Vodafone UK's research has revealed that parents do not know the types of content available via mobile phones. A survey of all adults showed, however, that they believed restricting access to adult content on mobile phones was very important. Together with other UK mobile phone operators, in July 2004 Vodafone UK launched a joint Code of Practice for self-regulation. The Code requires operators to stop under 18s from accessing commercial content classified as being unsuitable for them. Operators must also offer parents the opportunity to apply a filter to Internet access services. When developing this Code of Practice for content, Vodafone gave phones to researchers working for children's charities. The charities could see the sort of content available. They could also check that the restrictions were effective.
Vodafone was the first company in the UK to introduce a network bar that effectively blocks access to all forms of content that has been rated as 18. This bar, called Content Control, was introduced in 2004. This prevents access to 18 rated content for children and young people. It is automatic and the bar is lifted only if customers can demonstrate they are 18 or over.
Vodafone led the UK mobile industry in ensuring that proper restrictions and controls are in place for its customers to prevent access to adult content by under 18s.
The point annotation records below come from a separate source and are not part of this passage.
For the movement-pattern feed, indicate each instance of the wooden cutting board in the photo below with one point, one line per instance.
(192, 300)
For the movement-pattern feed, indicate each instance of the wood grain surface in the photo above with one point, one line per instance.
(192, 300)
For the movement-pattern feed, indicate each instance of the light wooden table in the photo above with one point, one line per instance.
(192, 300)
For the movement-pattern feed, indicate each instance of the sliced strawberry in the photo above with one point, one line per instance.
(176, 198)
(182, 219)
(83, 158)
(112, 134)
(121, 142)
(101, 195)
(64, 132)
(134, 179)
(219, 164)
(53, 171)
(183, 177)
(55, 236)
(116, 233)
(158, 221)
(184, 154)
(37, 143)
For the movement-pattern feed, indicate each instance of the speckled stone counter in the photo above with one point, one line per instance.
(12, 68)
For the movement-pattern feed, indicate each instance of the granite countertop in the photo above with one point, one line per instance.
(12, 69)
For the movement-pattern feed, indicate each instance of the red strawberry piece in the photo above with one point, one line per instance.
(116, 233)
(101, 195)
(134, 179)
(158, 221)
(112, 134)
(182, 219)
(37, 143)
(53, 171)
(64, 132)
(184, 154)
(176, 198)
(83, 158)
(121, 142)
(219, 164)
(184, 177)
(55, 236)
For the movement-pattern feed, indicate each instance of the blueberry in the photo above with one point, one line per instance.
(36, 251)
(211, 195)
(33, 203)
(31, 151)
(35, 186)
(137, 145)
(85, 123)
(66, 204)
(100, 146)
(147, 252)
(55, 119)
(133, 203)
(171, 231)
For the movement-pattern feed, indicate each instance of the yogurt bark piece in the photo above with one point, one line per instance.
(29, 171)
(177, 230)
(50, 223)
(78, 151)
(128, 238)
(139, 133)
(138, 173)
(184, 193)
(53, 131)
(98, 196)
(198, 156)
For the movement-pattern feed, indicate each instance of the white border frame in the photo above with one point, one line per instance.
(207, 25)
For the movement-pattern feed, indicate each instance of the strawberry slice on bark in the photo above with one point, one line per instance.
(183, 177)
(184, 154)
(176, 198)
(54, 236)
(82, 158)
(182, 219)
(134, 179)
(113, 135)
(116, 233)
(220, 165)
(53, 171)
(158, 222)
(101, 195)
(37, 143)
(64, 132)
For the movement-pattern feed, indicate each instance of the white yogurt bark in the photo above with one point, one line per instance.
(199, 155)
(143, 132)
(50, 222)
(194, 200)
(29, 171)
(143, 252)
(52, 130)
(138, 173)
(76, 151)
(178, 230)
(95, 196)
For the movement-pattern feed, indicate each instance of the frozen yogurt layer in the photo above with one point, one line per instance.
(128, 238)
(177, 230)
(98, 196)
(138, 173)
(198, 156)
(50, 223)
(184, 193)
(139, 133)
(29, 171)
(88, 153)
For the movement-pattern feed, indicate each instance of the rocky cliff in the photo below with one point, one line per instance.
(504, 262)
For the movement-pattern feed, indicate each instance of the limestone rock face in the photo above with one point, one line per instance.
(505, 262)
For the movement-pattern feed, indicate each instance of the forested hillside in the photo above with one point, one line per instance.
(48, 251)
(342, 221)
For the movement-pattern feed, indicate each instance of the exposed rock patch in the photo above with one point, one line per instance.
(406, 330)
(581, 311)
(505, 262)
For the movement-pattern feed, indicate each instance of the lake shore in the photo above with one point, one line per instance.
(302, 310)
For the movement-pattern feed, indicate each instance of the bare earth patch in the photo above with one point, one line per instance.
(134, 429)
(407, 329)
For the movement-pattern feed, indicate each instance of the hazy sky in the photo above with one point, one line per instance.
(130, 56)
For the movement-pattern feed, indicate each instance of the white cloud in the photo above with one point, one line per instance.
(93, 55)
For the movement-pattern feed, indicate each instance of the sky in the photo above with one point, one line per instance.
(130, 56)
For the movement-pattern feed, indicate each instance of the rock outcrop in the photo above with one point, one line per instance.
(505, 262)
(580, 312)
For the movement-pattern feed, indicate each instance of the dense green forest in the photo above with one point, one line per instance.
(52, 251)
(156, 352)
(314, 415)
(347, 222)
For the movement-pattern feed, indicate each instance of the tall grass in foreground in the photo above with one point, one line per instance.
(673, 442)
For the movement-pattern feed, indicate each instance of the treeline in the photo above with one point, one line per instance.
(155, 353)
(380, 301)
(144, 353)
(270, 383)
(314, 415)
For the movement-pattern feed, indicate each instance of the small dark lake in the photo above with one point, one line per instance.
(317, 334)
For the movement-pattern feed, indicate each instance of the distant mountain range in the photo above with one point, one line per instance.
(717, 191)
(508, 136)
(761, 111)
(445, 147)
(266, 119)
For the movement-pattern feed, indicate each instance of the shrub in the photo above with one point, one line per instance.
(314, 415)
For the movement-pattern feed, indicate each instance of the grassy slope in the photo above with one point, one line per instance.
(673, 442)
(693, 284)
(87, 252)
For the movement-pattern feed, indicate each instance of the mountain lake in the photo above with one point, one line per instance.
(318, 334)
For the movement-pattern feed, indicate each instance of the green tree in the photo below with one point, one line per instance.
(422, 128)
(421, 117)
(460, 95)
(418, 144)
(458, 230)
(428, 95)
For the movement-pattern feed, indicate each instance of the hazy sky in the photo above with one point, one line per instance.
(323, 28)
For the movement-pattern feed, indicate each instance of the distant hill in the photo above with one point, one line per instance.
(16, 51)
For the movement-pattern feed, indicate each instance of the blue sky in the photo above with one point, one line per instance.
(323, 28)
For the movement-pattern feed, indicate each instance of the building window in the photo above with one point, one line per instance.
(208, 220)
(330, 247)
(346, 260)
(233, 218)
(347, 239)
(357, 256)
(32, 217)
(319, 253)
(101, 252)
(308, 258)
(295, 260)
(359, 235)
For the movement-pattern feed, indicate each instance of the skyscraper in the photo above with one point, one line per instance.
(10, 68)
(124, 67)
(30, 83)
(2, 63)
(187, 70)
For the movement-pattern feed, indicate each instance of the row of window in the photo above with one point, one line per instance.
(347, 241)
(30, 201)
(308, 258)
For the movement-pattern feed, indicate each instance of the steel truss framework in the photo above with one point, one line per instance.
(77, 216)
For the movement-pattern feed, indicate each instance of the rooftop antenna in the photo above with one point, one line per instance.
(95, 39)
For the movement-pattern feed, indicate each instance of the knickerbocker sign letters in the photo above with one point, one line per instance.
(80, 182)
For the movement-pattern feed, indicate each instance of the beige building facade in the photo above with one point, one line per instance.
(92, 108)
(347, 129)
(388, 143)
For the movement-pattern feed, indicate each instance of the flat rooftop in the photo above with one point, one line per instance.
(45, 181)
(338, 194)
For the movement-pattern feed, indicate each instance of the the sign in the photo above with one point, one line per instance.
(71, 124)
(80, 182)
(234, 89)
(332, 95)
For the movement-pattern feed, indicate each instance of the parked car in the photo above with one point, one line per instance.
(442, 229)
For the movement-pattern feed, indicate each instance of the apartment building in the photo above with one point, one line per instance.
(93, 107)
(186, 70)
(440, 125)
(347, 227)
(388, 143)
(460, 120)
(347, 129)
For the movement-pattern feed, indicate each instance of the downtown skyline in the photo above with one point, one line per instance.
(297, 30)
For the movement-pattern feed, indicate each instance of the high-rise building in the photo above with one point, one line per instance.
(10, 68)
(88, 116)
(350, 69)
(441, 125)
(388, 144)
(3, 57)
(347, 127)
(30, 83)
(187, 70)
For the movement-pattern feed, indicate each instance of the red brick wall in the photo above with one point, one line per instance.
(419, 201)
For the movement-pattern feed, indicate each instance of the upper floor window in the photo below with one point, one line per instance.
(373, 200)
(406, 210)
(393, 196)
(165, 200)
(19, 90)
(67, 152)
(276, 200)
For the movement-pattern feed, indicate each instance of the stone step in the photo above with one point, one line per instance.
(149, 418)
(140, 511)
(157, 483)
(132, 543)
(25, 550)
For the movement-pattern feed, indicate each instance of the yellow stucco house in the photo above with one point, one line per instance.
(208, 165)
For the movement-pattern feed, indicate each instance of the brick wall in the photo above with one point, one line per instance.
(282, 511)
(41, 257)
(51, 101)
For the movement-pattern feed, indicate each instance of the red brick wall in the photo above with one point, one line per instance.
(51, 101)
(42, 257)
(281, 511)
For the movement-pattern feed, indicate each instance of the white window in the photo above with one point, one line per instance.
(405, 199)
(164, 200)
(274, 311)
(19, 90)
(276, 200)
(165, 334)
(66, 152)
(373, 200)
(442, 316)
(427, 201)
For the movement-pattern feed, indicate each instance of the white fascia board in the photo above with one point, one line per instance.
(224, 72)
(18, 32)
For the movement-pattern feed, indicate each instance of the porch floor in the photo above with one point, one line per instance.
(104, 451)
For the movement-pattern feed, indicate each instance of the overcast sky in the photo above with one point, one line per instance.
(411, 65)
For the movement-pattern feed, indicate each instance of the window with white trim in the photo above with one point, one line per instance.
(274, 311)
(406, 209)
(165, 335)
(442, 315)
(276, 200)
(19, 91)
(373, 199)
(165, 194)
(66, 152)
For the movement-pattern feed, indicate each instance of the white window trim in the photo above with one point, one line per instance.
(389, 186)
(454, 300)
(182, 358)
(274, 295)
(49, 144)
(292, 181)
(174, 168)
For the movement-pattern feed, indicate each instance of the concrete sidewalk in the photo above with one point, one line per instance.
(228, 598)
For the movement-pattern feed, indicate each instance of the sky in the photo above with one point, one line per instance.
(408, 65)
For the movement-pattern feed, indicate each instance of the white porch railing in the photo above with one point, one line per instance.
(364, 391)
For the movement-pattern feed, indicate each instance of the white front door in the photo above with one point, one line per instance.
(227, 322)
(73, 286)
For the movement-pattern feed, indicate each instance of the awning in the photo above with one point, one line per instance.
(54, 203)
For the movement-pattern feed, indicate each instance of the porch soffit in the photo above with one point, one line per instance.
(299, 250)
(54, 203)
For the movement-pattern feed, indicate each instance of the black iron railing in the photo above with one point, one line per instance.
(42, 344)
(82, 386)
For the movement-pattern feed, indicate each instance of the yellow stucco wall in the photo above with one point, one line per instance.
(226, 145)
While working on the Code of Practice, which is self-regulatory, Vodafone had the opportunity to consider what its ethical stance should be. It could interpret the requirement to block access as having either an:
- opt in policy - i.e. everyone would be barred from accessing over 18 material and would have to make a conscious choice to receive this content or
- opt out policy - everyone could access the material and request to have the bar applied to 18 rated content.
Vodafone, through its work with the children's charities determined that an opt in policy was the more appropriate and responsible position to take in the UK. Vodafone seeks to reduce spam text messages by locating their source. Its customers can help by sending these messages to Vodafone on the company's VSpam service. Vodafone also watches network traffic for the sources of unwanted messages. The efforts in this area have led to a very significant fall in customer complaints.
In the UK Vodafone works in partnership with the government, police and others in the industry to help combat mobile phone crime. It also advises customers and the broader community on how to protect their phones and prevent fraudulent use. Actions taken include setting up a register of equipment to block stolen phones. For a number of years, prior to the ban on holding a phone while driving, Vodafone UK has strongly discouraged this practice. The company devised practical actions to help its customers, which included discounts on car kits to allow them to use their phones legally and clear advice on the research relating to the use of mobile phones in cars.